Estaba reflexionando sobre la coincidencia, cuando otro hombre salió del pasaje. Estaba tan preocupado con el primero, que apenas me fijé en el recién llegado, que, por otra parte, tenía un aspecto completamente vulgar. De una forma subconsciente me di cuenta de que llevaba lentes con montura de concha y que llevaba una cartera y un paraguas, caminando con una leve cojera. Sólo al pasar junto a nosotros, en dirección a Fetter Lane, tuve la impresión de que me era conocido. Esta impresión pudo ser debida al hecho de que al pasar por nuestro lado dirigiera una rápida mirada a Thorndyke, quien pareció contestar con otra instantánea mirada de reconocimiento.

—¿Reconociste al hombre que pasó junto a nosotros hace un momento?

—Con mucho trabajo —rió Thorndyke—. No le reconocí hasta que me miró. ¿Le conoces?

—Me parece haberle visto, antes, pero no recuerdo quién es.

—Me alegro infinito, pues se trataba nada menos que de nuestro buen amigo el señor Snuper.

—¡Claro! —exclamé—. Nunca puedo reconocer a ese hombre. Cada vez que le veo tiene un aspecto diferente En cambio, un momento antes vi a otro hombre salir del pasaje, y el efecto fue completamente distinto. Creí reconocerlo, pero es indudable que me equivoqué. ¿Te fijaste en él?

—Sí. ¿Qué impresión te produjo?

—Me pareció que era el vivo retrato del doctor Peck.

—Lo mismo creí yo.

—Entonces la semejanza era real, no una simple ilusión. Pero la coincidencia es muy extraña, pues el hombre aquél no podía ser Peck.

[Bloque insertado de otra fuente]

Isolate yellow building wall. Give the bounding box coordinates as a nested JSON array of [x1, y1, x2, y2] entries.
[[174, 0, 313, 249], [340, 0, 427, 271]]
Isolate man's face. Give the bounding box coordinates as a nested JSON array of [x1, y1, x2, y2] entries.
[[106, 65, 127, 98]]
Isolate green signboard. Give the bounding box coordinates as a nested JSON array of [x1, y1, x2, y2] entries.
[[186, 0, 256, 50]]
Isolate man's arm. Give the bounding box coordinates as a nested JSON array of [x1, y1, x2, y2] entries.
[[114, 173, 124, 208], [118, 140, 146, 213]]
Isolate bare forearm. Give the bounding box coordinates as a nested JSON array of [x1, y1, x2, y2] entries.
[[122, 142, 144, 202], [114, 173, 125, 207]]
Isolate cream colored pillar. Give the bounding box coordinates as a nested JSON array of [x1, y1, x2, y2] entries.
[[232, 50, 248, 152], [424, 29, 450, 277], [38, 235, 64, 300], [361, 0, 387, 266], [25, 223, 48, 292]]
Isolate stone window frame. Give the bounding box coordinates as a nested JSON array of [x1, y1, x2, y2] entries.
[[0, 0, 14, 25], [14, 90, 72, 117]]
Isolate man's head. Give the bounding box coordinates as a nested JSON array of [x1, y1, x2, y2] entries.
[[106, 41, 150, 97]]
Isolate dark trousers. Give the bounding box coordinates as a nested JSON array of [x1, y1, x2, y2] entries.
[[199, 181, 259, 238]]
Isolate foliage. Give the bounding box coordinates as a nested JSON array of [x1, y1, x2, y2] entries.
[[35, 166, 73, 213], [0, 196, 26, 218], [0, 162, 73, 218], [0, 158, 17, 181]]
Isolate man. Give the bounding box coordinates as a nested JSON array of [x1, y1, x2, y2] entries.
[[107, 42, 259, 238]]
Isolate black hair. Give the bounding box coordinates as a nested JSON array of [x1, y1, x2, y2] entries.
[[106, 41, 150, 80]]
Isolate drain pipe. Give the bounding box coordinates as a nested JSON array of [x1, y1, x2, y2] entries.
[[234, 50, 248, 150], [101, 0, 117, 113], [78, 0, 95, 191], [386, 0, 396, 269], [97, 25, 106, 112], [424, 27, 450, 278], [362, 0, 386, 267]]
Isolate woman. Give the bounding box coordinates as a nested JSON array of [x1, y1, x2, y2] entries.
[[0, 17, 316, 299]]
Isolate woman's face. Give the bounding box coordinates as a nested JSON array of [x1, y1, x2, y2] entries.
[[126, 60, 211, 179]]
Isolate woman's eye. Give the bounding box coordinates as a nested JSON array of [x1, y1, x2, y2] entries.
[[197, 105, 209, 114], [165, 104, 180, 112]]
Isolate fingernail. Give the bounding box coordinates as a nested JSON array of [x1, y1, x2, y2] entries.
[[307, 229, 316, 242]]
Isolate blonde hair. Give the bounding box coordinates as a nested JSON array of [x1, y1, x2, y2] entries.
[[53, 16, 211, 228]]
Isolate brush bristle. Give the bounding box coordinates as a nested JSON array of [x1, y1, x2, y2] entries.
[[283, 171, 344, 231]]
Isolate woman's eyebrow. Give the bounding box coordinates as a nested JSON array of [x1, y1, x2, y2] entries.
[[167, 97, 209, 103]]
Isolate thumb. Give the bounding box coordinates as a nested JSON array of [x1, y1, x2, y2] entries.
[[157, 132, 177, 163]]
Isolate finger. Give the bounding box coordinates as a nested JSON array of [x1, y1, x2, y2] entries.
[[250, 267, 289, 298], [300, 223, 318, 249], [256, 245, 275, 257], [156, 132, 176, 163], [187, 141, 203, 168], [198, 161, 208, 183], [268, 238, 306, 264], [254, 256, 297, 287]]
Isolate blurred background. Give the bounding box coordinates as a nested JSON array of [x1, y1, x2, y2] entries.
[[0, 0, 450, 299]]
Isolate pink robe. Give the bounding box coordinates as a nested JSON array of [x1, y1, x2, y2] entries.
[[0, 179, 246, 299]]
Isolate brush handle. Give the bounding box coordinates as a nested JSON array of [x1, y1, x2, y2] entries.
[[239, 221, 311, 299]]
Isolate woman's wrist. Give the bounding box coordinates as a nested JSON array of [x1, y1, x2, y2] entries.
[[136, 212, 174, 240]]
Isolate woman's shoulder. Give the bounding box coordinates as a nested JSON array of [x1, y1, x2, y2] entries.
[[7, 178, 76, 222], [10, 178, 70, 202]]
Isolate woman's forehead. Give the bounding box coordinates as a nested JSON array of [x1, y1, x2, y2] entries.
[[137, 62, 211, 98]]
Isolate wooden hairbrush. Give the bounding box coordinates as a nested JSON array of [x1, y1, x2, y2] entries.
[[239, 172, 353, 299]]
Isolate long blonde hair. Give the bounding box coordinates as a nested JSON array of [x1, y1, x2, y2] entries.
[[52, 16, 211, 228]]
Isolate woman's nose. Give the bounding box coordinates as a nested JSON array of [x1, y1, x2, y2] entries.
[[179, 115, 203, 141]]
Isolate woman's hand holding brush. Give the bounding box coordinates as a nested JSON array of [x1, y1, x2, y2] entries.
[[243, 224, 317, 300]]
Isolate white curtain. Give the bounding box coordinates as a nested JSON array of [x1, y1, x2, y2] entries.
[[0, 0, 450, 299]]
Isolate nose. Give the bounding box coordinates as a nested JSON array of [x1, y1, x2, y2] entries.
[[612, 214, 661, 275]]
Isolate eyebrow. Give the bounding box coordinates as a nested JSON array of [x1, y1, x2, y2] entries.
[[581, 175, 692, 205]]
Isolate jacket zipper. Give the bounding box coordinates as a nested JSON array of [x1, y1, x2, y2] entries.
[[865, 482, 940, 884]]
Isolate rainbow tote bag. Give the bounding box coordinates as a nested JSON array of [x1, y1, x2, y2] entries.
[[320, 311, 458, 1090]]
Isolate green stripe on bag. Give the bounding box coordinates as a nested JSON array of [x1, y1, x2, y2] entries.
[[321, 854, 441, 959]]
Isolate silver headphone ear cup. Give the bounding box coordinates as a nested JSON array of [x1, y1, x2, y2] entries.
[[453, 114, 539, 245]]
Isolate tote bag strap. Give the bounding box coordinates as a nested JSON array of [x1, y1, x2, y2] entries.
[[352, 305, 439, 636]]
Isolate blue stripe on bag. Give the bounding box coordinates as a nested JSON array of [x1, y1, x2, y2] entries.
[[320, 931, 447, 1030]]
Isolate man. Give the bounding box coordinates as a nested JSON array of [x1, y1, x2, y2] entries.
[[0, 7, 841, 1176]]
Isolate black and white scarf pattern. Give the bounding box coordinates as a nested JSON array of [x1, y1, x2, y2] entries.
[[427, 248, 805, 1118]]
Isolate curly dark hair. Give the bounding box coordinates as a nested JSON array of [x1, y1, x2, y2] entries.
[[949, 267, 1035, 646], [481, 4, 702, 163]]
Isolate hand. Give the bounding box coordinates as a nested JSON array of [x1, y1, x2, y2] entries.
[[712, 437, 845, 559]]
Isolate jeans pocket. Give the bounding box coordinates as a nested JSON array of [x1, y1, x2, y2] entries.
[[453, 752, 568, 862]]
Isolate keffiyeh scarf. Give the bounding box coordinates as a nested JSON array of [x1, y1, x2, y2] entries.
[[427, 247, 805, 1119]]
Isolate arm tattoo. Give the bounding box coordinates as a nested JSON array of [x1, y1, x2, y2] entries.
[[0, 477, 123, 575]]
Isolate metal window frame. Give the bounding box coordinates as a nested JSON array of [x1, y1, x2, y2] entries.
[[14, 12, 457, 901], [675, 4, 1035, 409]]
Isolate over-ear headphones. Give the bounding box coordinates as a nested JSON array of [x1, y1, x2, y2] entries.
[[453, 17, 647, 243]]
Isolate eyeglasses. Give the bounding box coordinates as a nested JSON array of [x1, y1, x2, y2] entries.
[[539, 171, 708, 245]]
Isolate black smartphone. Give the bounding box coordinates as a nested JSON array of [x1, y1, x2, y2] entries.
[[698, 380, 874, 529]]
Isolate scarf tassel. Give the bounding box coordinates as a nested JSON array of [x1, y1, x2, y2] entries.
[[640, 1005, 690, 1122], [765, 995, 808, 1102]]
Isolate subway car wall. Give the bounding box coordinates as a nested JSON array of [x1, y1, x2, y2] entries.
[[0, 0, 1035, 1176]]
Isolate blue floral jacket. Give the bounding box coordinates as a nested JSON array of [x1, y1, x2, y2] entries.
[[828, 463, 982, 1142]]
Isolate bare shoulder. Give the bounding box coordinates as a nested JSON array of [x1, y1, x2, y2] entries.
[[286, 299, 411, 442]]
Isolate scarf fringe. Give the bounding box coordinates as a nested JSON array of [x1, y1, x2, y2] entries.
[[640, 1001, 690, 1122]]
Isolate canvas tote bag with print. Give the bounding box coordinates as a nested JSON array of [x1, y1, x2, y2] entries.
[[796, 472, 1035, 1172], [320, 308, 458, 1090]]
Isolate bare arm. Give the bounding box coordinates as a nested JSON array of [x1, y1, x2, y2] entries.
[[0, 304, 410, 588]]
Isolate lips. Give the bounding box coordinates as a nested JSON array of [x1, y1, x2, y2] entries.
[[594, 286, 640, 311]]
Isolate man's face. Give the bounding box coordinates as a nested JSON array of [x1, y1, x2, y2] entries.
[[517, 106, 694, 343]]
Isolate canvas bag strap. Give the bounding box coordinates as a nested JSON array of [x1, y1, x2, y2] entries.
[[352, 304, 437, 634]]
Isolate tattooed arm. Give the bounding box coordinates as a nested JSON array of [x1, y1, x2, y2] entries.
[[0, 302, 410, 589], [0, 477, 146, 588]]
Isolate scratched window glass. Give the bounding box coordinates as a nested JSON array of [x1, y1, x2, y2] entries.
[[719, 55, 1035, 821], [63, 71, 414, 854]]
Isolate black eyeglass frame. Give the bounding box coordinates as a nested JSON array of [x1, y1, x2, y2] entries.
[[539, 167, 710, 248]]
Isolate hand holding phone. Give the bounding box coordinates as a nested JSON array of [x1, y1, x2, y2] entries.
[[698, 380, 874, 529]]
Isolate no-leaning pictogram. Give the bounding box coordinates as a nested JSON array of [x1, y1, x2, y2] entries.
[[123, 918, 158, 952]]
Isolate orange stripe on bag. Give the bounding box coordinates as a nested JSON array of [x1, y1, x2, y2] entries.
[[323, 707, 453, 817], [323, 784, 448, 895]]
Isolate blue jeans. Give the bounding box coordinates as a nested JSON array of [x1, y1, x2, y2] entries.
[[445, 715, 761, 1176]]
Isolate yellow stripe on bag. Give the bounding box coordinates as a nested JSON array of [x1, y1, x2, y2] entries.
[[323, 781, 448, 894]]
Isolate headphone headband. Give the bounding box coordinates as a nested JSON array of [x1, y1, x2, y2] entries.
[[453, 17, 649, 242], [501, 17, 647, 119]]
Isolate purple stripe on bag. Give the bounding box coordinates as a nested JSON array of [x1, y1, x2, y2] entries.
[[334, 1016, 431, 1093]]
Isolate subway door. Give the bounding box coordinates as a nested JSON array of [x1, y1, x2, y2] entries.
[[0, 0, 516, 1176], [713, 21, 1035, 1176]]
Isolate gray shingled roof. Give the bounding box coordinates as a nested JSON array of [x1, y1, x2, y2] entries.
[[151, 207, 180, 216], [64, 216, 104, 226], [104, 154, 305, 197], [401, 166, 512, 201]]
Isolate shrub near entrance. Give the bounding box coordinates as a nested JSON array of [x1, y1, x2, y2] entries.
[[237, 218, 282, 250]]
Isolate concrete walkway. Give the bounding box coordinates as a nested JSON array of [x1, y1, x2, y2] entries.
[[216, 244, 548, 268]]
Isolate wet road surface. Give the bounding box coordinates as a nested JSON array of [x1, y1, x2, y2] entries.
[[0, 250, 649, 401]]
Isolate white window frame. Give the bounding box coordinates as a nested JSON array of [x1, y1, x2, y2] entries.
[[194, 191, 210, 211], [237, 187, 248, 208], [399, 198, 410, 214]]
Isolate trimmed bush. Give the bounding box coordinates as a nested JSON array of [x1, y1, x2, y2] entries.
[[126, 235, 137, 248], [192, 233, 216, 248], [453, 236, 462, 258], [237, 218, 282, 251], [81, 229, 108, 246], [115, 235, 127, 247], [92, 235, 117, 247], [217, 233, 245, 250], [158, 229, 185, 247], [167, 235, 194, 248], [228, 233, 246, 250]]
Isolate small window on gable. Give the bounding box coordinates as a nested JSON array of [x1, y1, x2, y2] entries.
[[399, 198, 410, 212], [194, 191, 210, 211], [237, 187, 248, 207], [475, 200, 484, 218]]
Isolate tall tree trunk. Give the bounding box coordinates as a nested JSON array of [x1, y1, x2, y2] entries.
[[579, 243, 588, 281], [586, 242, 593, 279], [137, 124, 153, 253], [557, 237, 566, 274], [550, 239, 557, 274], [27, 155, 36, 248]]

—No es imposible, aunque sí improbable. No tenía por qué seguirnos, ya que le entregamos nuestras tarjetas y por ellas podía saber nuestro domicilio. Pero en caso de que deseara seguirnos, pudo hacerlo sin dificultad alguna. Snuper lo hizo.

—¡Snuper! —exclamé—. ¿Dices que Snuper nos siguió? ¿Cómo lo sabes?

—Le vi en Whitechapel High Street, cuando salíamos de casa del doctor Peck.